By Chris Crymes
Photos courtesy of Collider and Vulture
While theatre releases like “Wonder Woman 1984” might be pushed back further to next year, the state of the world won’t stop Charlie Kaufman from showing off his nigh-perfected skills of focused melancholia with “I’m Thinking of Ending Things.”
Have you ever known a relationship wasn’t right? Not that there is anything inherently wrong on the surface, but something is just…off. Missing, maybe? A need to be free of a relationship for one reason or another? This is the shade of anxiety Kaufman captures like a snapshot in “I’m Thinking of Ending Things.”

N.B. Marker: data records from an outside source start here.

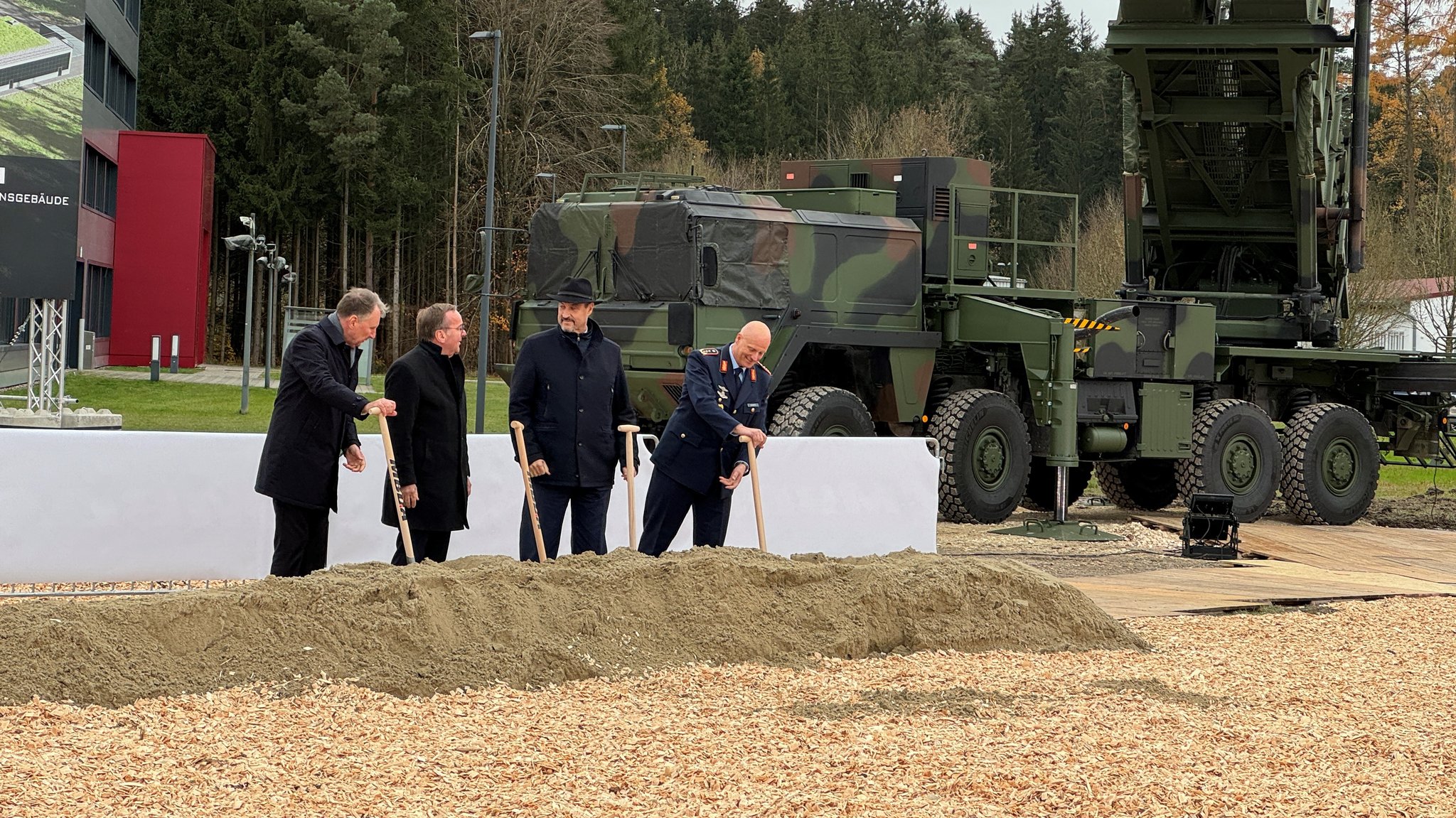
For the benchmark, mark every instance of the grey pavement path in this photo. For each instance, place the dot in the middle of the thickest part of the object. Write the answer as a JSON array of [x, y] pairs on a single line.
[[211, 373], [232, 376]]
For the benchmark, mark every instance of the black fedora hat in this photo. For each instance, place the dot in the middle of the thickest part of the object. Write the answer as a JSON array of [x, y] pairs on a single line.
[[575, 291]]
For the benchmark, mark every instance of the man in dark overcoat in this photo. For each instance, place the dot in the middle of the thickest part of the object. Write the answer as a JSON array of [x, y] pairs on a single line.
[[312, 427], [701, 459], [427, 386], [571, 393]]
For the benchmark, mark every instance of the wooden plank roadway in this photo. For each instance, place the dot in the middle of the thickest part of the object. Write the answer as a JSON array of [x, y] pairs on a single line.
[[1308, 564]]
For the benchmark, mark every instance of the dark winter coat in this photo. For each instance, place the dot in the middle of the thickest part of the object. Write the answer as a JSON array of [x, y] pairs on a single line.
[[314, 419], [572, 404], [429, 436]]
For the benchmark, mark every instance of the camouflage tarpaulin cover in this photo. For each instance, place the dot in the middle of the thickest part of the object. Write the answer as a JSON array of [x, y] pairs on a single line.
[[753, 262], [565, 244], [654, 258]]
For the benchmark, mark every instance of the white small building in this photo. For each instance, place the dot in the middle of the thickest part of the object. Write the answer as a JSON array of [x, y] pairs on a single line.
[[1429, 321]]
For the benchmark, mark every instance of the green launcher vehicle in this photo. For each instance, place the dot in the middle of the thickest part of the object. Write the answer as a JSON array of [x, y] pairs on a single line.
[[897, 294]]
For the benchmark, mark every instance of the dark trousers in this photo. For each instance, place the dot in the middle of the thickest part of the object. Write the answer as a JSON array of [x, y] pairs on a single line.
[[668, 504], [300, 539], [589, 520], [429, 544]]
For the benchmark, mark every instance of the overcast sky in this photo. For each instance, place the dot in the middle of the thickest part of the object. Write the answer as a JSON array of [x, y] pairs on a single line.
[[996, 14]]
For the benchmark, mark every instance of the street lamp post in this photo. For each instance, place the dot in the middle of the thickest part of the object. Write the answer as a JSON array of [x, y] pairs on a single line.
[[274, 264], [251, 242], [623, 129], [487, 239]]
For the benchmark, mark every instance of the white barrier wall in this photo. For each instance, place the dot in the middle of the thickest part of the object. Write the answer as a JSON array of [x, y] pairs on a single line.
[[97, 507]]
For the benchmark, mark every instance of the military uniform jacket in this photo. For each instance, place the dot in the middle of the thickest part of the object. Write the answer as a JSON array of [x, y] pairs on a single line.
[[698, 446], [429, 436], [571, 404], [314, 419]]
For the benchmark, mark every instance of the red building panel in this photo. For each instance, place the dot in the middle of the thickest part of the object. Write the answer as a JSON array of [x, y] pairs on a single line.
[[164, 247]]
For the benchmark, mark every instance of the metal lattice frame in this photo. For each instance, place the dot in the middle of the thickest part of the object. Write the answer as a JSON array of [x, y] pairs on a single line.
[[46, 389]]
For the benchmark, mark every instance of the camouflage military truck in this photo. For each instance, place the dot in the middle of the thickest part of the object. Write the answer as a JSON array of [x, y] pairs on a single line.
[[1216, 370]]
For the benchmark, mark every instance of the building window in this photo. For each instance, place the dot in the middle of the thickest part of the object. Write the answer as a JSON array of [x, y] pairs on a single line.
[[132, 9], [122, 89], [100, 183], [98, 300], [95, 68], [14, 315]]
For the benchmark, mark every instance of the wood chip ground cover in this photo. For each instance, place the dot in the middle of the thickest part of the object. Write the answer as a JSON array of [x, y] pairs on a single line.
[[1346, 712]]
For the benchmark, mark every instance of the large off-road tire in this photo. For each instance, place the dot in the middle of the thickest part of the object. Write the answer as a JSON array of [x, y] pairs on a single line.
[[1331, 465], [1042, 488], [987, 456], [1235, 451], [1139, 485], [822, 411]]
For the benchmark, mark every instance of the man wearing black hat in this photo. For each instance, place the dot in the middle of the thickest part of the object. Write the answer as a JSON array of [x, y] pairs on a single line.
[[571, 393]]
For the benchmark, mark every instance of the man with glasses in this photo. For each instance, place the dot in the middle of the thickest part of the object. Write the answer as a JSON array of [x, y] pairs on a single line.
[[571, 393], [427, 386]]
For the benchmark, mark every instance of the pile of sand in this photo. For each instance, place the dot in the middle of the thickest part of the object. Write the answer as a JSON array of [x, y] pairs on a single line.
[[479, 620]]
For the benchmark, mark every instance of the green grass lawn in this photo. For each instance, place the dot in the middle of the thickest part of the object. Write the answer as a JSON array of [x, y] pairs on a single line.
[[210, 408], [18, 37], [43, 122], [1408, 480]]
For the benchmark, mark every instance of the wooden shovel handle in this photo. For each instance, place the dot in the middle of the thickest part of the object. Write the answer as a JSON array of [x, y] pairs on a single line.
[[518, 429], [393, 482], [757, 495]]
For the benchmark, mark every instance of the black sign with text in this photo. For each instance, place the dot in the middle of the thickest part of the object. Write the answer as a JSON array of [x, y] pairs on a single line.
[[41, 79], [38, 213]]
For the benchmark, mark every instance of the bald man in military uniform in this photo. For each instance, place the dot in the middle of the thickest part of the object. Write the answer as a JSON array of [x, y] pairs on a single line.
[[701, 459]]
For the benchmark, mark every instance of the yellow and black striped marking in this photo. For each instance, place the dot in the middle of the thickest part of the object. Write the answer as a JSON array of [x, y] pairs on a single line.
[[1088, 323]]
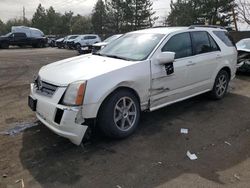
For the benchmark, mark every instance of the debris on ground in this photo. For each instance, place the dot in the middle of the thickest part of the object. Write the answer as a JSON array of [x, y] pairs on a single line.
[[184, 131], [191, 156], [22, 182], [237, 177], [19, 128], [5, 175], [227, 143]]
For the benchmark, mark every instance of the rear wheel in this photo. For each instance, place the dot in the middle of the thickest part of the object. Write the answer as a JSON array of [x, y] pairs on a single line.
[[5, 45], [119, 115], [220, 85]]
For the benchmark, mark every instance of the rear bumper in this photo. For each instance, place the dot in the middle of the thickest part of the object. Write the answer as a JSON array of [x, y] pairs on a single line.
[[64, 121]]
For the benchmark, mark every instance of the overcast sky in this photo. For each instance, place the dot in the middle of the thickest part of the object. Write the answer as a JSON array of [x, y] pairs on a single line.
[[14, 8]]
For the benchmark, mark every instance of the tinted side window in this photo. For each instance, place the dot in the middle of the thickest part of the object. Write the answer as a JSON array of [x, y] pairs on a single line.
[[213, 44], [224, 37], [201, 43], [180, 44]]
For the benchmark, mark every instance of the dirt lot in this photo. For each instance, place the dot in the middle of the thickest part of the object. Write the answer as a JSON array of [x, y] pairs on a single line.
[[155, 156]]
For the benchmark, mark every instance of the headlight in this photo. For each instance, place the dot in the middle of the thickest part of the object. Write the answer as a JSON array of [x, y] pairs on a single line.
[[74, 94]]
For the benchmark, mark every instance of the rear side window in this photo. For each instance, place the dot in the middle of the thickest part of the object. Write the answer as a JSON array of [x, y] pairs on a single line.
[[19, 35], [213, 44], [180, 44], [224, 37], [89, 37], [201, 42]]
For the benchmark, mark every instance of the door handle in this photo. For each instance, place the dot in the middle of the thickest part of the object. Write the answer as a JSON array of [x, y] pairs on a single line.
[[218, 57], [191, 63]]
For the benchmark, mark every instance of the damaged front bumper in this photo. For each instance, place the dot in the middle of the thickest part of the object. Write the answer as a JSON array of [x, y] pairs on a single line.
[[63, 120]]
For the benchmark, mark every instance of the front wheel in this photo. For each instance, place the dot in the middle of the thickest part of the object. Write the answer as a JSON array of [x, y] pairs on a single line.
[[119, 115], [220, 85]]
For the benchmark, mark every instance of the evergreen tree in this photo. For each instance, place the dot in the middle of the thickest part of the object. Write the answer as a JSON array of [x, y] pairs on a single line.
[[52, 20], [189, 12], [143, 14], [39, 18], [2, 28], [81, 24], [99, 16]]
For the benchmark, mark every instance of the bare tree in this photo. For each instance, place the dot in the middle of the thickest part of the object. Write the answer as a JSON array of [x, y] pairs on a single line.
[[243, 9]]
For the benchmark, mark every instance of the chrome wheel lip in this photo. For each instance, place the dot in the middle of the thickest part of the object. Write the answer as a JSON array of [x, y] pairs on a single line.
[[125, 113], [221, 85]]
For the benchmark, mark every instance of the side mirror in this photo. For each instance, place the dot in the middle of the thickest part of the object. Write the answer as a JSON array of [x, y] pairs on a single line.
[[165, 57]]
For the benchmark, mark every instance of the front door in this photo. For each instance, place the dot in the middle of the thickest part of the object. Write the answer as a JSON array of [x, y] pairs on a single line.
[[167, 87], [207, 54]]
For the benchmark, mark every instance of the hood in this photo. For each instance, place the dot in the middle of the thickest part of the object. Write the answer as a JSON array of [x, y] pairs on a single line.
[[243, 49], [83, 67], [100, 44]]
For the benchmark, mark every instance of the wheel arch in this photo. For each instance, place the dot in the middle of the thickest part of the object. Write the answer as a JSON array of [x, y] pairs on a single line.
[[117, 89], [228, 70]]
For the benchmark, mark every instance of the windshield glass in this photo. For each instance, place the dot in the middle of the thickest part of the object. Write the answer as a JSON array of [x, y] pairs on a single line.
[[112, 38], [132, 46], [73, 37], [245, 44], [8, 34]]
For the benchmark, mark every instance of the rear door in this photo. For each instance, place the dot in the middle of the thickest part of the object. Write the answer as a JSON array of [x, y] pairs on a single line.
[[20, 39], [207, 54]]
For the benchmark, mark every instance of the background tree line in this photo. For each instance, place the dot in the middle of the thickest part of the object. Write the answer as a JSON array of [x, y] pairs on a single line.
[[108, 17], [120, 16]]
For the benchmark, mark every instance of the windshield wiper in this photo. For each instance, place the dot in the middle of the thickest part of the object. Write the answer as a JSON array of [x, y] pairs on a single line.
[[118, 57], [112, 56]]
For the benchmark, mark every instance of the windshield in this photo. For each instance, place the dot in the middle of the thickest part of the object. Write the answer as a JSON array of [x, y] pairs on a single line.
[[244, 44], [73, 37], [7, 35], [112, 38], [132, 46]]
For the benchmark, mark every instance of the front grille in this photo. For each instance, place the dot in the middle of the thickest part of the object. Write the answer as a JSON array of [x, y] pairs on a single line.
[[44, 88]]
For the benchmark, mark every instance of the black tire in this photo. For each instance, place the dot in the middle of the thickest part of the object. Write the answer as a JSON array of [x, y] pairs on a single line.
[[107, 115], [220, 85], [5, 45], [78, 46]]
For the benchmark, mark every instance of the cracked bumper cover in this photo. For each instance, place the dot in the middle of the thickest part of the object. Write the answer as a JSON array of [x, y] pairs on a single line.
[[70, 125]]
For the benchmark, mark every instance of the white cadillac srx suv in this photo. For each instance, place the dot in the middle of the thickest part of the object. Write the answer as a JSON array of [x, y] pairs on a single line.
[[142, 70]]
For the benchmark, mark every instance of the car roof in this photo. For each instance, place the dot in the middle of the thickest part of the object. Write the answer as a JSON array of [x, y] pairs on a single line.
[[168, 30]]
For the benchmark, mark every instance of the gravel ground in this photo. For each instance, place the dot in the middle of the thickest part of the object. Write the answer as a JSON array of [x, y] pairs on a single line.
[[155, 156]]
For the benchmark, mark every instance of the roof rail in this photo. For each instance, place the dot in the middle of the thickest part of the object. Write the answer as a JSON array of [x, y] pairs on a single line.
[[209, 26]]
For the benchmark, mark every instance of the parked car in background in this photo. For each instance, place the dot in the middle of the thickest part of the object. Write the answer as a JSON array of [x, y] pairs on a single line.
[[23, 36], [97, 46], [142, 70], [243, 47], [59, 42], [68, 42], [67, 39], [85, 42]]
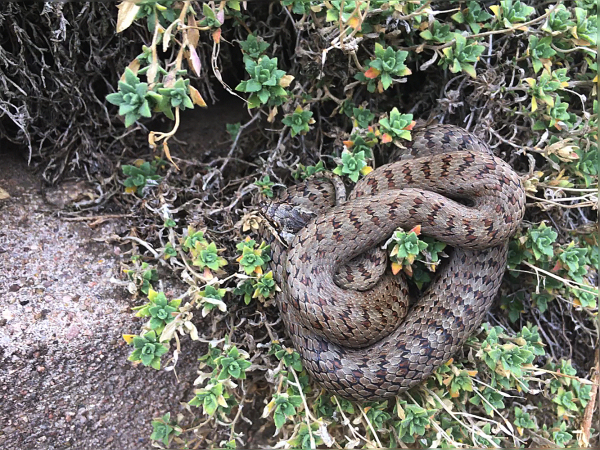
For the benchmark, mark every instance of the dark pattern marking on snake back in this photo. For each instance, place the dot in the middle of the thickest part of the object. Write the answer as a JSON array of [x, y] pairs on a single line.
[[363, 344]]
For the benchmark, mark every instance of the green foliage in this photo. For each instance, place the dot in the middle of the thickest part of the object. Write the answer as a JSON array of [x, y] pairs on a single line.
[[140, 177], [362, 117], [377, 415], [560, 436], [253, 47], [299, 121], [386, 64], [473, 15], [575, 261], [523, 419], [438, 32], [264, 85], [283, 406], [461, 56], [162, 12], [174, 97], [252, 258], [352, 164], [540, 51], [210, 298], [414, 423], [587, 27], [164, 428], [490, 399], [545, 87], [406, 248], [265, 185], [556, 134], [540, 241], [559, 21], [397, 126], [233, 365], [511, 12], [148, 350], [159, 309], [210, 397], [264, 287], [302, 438], [133, 99], [204, 254]]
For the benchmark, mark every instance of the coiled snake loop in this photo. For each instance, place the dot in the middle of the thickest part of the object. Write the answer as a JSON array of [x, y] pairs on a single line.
[[361, 343]]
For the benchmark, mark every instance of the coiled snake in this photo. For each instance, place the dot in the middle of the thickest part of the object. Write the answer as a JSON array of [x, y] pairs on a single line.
[[353, 332]]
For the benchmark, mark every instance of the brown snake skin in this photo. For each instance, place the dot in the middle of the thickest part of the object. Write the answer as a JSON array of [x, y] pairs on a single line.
[[363, 344]]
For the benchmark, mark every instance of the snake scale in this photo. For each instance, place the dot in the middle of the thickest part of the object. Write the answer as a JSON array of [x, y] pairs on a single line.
[[372, 343]]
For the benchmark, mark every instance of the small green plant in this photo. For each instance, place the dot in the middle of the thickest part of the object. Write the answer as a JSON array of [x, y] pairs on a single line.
[[140, 176], [352, 165], [159, 309], [210, 398], [164, 429], [405, 249], [174, 97], [299, 121], [266, 186], [252, 258], [461, 56], [282, 406], [253, 47], [303, 436], [414, 421], [233, 365], [267, 83], [397, 126], [148, 350], [560, 436], [204, 254], [559, 21], [438, 32], [511, 12], [474, 16], [388, 63], [133, 99], [540, 52], [540, 240], [362, 117], [210, 298]]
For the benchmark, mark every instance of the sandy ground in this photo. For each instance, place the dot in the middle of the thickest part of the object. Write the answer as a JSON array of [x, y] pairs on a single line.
[[65, 381]]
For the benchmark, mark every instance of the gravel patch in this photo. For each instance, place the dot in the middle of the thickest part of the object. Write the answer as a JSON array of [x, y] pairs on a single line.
[[65, 381]]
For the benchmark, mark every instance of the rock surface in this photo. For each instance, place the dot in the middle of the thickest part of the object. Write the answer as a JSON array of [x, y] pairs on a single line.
[[65, 381]]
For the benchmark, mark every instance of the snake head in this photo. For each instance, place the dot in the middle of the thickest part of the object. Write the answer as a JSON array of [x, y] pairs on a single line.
[[286, 217]]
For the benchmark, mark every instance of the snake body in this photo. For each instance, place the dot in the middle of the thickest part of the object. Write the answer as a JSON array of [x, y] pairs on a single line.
[[371, 344]]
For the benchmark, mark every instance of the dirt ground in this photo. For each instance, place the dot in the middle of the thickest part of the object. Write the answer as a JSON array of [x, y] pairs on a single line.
[[65, 381]]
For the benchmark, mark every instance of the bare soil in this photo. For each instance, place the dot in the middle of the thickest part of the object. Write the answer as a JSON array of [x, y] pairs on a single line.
[[65, 381]]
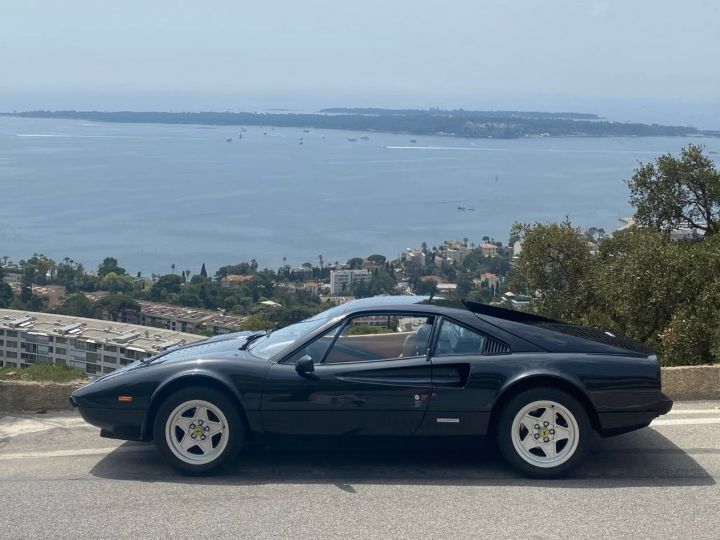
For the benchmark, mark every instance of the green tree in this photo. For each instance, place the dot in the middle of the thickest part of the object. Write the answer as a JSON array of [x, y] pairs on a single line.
[[116, 283], [556, 267], [165, 287], [678, 192], [112, 306], [108, 265], [77, 304]]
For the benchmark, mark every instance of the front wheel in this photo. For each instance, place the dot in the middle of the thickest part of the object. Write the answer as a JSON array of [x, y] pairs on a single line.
[[544, 432], [198, 430]]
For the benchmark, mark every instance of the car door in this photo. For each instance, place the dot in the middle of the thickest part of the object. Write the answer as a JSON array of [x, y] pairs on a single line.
[[371, 377], [468, 368]]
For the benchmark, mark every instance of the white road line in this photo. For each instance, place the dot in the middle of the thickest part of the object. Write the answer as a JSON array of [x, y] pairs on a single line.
[[695, 411], [77, 452], [684, 421]]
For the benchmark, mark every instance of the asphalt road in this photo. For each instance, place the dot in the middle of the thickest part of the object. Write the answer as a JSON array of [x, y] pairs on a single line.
[[59, 479]]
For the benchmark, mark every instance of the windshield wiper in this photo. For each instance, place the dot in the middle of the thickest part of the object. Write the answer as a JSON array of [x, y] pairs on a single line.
[[251, 338]]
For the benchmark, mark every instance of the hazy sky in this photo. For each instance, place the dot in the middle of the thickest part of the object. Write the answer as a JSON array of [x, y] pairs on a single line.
[[641, 59]]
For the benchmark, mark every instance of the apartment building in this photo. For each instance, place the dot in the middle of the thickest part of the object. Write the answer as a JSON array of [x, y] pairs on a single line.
[[95, 346], [182, 319], [342, 281]]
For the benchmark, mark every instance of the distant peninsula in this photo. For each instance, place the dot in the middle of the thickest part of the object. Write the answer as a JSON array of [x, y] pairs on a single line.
[[453, 123]]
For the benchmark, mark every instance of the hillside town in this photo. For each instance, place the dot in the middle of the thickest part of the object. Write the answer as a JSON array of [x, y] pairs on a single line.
[[98, 320]]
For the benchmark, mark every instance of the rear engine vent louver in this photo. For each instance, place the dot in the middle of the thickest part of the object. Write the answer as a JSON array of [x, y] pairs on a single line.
[[493, 346]]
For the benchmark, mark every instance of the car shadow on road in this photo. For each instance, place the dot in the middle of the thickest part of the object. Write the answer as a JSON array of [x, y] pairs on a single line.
[[643, 458]]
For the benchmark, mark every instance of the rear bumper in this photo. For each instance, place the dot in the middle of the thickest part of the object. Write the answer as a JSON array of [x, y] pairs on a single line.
[[114, 423], [617, 423]]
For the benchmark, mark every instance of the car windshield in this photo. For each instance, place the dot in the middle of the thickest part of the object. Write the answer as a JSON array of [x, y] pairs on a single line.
[[278, 340]]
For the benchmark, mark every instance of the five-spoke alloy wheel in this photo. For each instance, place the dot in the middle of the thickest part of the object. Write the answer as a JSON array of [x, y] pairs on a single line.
[[198, 429], [543, 432]]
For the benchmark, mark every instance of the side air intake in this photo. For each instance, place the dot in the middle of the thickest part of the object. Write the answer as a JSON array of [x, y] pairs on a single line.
[[493, 346]]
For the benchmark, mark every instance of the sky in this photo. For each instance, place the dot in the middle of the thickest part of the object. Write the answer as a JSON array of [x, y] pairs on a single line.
[[641, 60]]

The film follows a young woman, played by Jessie Buckley, meeting her boyfriend’s parents in the country, despite her growing feelings of uncertainty about their relationship. There is something strange going on as odd sights present themselves to the young woman as the night progresses. The cerebral, almost horror-like, twists and turns will not be spoiled here, but go in knowing this is a piece of media made to be broken down. Events just happen in “I’m Thinking of Ending Things,” almost like an oddly specific bad dream. It wouldn’t be a Charlie Kaufman script if things were told in a straightforward way
Said script never ceases to keep one slightly on edge throughout the two hours 14-minute runtime of the film. The script utilizes poetry readings, long spurts of heated conversation, and fourth wall breaks with spot-on performances to successfully emulate the feeling that you are watching someone’s fleeting dreams. Kaufman’s script, based on a book of the same title by Iain Reid, delivers minute after minute of subtle anxiety as we meet fully realized, but nonetheless strange, characters and environments you feel you’ve driven through yourself.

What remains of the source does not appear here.